AviationBoob bombs: breast implants suicide bomb a threat to aviation

Published 23 August 2013

Security checks at Heathrow Airport have been beefed up this past week following “credible” intelligence that al Qaeda operatives may use a new method to attack airlines flying out of London: explosives concealed in breast implants. This would not the first time Al Qaeda in the Arabian Peninsula’s (AQAP) chief bomb maker, Ibrahim al-Asiri, has sought to use the human body as a hiding place for explosives. In September 2009, al-Asiri sent his younger brother on a suicide mission in Saudi Arabia. He built a bomb which could fit in his brother’s anal cavity, and sent him to kill the Saudi deputy interior minister, who at the time was in charge of hunting down al Qaeda operatives in Saudi Arabia. The worry about medically implanted explosives has already led airports to use behavioral analysis to augment detection methods already in use to screen people. Body scanners are good at identifying things outside the body but not inside.

Heathrow Airport security has been on high alert amid reports of a new type of terrorist threat to aviation: explosives concealed in breast implants.

The Telegraph reports that security checks have been beefed up following “credible” intelligence that al Qaeda operatives may use the method to attack airlines flying out of London.

One Heathrow security staff member told the Telegraph: “There are genuine fears over this.

We have been told to pay particular attention to females who may have concealed hidden explosives in their breasts.

“This is particularly difficult for us to pick up but we are on a very high state of alert.

“It’s led to long queues here at Heathrow – much longer than usual at this time of the year.

“But because it’s the summer holiday season, no one has complained.”

This would not the first time Al Qaeda in the Arabian Peninsula’s (AQAP) chief bomb maker, Ibrahim al-Asiri, has sought to use the human body as a hiding place for explosives. In September 2009, al-Asiri sent his younger brother on a suicide mission in Saudi Arabia. He built a bomb which could fit in his brother’s anal cavity, and sent him to kill the Saudi deputy interior minister, who at the time was in charge of hunting down al Qaeda operatives in Saudi Arabia.

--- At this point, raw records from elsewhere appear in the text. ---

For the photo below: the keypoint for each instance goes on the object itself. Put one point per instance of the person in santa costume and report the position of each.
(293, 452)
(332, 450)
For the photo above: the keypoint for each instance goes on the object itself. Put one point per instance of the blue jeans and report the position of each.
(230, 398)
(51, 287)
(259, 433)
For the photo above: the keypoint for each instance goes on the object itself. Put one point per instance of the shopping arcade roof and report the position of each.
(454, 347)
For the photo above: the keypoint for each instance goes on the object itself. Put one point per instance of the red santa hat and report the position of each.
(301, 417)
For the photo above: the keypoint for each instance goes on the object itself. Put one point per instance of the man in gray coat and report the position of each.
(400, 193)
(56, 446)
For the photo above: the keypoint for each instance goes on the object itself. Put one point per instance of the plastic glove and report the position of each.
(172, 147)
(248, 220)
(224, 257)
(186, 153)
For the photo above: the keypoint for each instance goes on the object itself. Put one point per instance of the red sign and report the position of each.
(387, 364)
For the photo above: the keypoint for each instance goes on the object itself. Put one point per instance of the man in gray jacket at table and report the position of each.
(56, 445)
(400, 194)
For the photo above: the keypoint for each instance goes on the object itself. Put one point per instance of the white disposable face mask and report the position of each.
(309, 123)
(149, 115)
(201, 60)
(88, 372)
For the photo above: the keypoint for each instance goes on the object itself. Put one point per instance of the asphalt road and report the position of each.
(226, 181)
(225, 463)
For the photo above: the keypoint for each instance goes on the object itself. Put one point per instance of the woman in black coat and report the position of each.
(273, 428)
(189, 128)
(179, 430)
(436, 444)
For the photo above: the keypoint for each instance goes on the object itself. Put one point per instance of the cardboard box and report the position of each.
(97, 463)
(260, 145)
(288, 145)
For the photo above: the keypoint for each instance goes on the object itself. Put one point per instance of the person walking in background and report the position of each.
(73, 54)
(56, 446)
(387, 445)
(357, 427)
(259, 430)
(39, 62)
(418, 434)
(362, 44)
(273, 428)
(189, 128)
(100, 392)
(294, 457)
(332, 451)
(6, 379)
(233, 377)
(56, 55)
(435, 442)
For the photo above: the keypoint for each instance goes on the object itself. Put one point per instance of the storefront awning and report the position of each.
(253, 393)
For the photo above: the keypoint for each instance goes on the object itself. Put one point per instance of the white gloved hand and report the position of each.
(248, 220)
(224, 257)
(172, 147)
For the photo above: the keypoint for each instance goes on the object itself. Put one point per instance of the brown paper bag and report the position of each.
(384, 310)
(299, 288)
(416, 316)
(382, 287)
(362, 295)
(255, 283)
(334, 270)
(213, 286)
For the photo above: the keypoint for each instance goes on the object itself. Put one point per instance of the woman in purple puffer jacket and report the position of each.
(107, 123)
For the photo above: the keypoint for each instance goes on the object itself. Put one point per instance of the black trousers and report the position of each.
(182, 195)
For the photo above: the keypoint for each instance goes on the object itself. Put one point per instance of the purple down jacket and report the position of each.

The young man passed undetected through royal security and managed to get close to his target. He then activated the bomb in his bowels and detonated himself. The explosive charge, though, was too weak go through the abdominal wall, and the young man died without harming the minister.

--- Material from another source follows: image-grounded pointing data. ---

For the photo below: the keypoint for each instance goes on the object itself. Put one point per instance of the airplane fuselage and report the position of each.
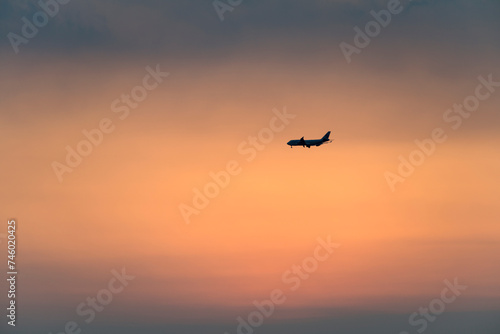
(310, 142)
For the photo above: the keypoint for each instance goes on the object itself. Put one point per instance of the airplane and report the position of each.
(310, 142)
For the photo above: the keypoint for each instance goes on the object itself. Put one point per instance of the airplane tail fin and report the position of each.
(326, 137)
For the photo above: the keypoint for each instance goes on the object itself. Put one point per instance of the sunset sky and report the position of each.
(121, 205)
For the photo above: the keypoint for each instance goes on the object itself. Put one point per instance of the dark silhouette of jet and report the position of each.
(310, 142)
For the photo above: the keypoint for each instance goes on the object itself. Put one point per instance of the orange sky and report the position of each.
(120, 207)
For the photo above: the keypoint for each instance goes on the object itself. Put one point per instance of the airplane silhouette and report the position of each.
(310, 142)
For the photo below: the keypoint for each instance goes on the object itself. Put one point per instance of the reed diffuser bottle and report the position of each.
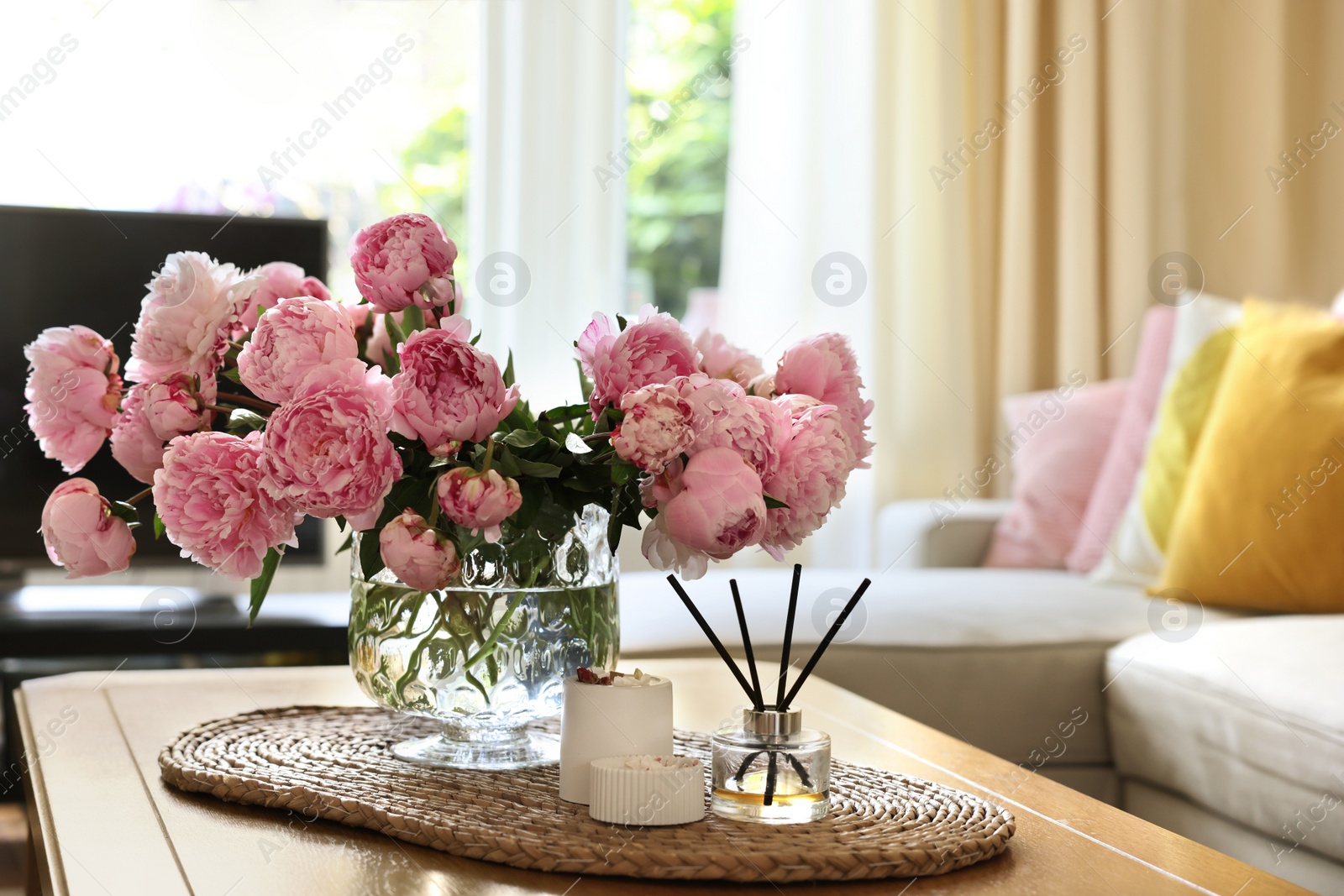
(770, 768)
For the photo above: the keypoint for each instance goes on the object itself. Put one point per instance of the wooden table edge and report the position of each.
(44, 853)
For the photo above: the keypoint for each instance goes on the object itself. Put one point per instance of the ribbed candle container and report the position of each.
(647, 790)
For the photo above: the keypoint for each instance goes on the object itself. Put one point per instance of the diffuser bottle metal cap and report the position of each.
(772, 723)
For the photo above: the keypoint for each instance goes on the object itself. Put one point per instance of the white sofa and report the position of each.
(1230, 731)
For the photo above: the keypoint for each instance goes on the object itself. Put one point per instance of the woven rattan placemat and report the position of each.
(333, 762)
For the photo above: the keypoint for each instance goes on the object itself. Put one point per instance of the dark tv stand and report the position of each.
(46, 631)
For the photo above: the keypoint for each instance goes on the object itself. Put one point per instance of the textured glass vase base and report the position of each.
(783, 810)
(483, 755)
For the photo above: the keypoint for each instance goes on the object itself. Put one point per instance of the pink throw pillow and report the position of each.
(1058, 439)
(1120, 469)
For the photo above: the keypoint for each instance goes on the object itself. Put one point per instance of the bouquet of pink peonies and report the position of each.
(255, 399)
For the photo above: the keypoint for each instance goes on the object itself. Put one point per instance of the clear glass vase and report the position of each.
(488, 656)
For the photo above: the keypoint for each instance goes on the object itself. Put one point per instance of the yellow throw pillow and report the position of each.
(1180, 421)
(1260, 521)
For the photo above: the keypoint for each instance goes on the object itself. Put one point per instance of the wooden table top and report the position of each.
(107, 825)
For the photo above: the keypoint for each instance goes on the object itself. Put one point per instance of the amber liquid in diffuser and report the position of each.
(780, 799)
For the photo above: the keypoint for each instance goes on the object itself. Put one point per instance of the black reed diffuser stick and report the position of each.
(746, 645)
(714, 638)
(788, 636)
(826, 642)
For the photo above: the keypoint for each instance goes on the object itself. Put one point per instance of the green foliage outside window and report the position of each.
(680, 53)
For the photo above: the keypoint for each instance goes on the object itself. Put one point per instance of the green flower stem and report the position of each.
(139, 496)
(488, 647)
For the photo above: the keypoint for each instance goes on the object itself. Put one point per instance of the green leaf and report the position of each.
(522, 438)
(241, 421)
(537, 468)
(125, 512)
(394, 331)
(261, 584)
(413, 318)
(370, 557)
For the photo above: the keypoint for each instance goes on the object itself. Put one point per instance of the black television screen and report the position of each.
(62, 266)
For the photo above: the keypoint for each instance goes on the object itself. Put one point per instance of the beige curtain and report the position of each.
(1121, 130)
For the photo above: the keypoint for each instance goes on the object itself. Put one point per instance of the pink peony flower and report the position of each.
(380, 344)
(726, 417)
(186, 320)
(723, 360)
(156, 412)
(134, 445)
(292, 338)
(448, 391)
(660, 488)
(815, 465)
(279, 280)
(665, 553)
(656, 427)
(81, 532)
(215, 504)
(721, 508)
(651, 349)
(417, 553)
(403, 259)
(73, 391)
(327, 449)
(174, 407)
(826, 369)
(479, 500)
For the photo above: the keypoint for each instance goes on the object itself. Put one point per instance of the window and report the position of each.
(680, 90)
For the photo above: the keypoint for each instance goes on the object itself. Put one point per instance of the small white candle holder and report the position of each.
(611, 720)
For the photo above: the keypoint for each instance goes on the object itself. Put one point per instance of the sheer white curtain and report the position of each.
(799, 188)
(551, 109)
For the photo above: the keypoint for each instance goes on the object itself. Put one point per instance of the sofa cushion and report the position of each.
(998, 658)
(1265, 479)
(1126, 456)
(1247, 719)
(1058, 441)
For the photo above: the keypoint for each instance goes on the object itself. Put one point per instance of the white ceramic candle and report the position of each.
(647, 790)
(611, 720)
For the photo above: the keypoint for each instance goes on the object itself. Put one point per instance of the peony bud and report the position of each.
(81, 532)
(417, 553)
(479, 500)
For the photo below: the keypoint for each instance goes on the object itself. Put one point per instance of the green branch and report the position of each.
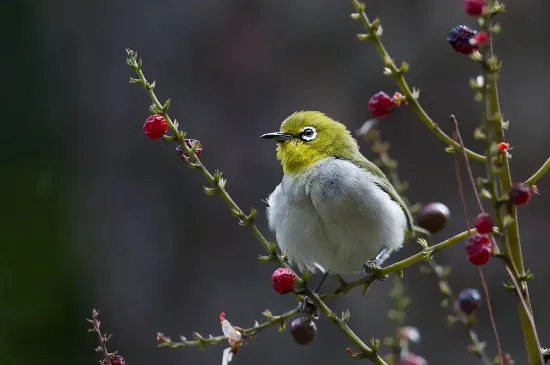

After the attempt on the Saudi prince, aviation security experts feared that al Qaeda would send terrorists with explosives in the guts to bring down planes, but it appears that al-Asiri has concluded that the amount of explosive material that a human being can carry in his body would just not be powerful enough to bring a plane down.

Explosives expert Andy Oppenheimer told the Telegraph: “There is a great fear that al Qaeda are planning on using internal devices to try and get through airport scanners.

These explosives could be in breast implants.”

Another explosives expert, who spoke on condition of anonymity, said breast implant bombs could be set off by injecting another liquid.

He added: “Both are very difficult to pick up with current technology and they are petrified al Qaeda are a step ahead here.

“It’s pretty top secret and potentially very grisly and ghastly.”

Security analyst Paul Beaver said: “There are currently deeply serious concerns over body cavities and implants of all kinds — including breast implants — being used to hide explosives.

It is taking longer to get through Heathrow and other airports in Europe and North America because of these fears.

“They are taking longer to screen people and there is definitely some sort of profiling going on.

“The general alert state remains the same in the UK but overseas, the recent Pakistan prison breakouts and foiled attacks in Yemen are raising fears of a new jihadist wave of violence.”

Experts note that for a suicide bomber seating in a window seat it would take a relatively small blast to blow a lethal hole in a plane’s fuselage.

Beaver added: “The terrorist is getting clever, but so are detection methods.

“The fact we know about the new methods suggests there are detection and counter-measure options.

“Implant bombs are a one-way ticket anyway so the suicide bomber won’t care what the trigger might be.

It would have to be simple and straightforward — perhaps electrical.”

The worry about medically implanted explosives has already led more airport to use behavioral analysis to augment detection methods already in use to screen people at airports.

Body scanners are good at identifying things outside the body but not inside.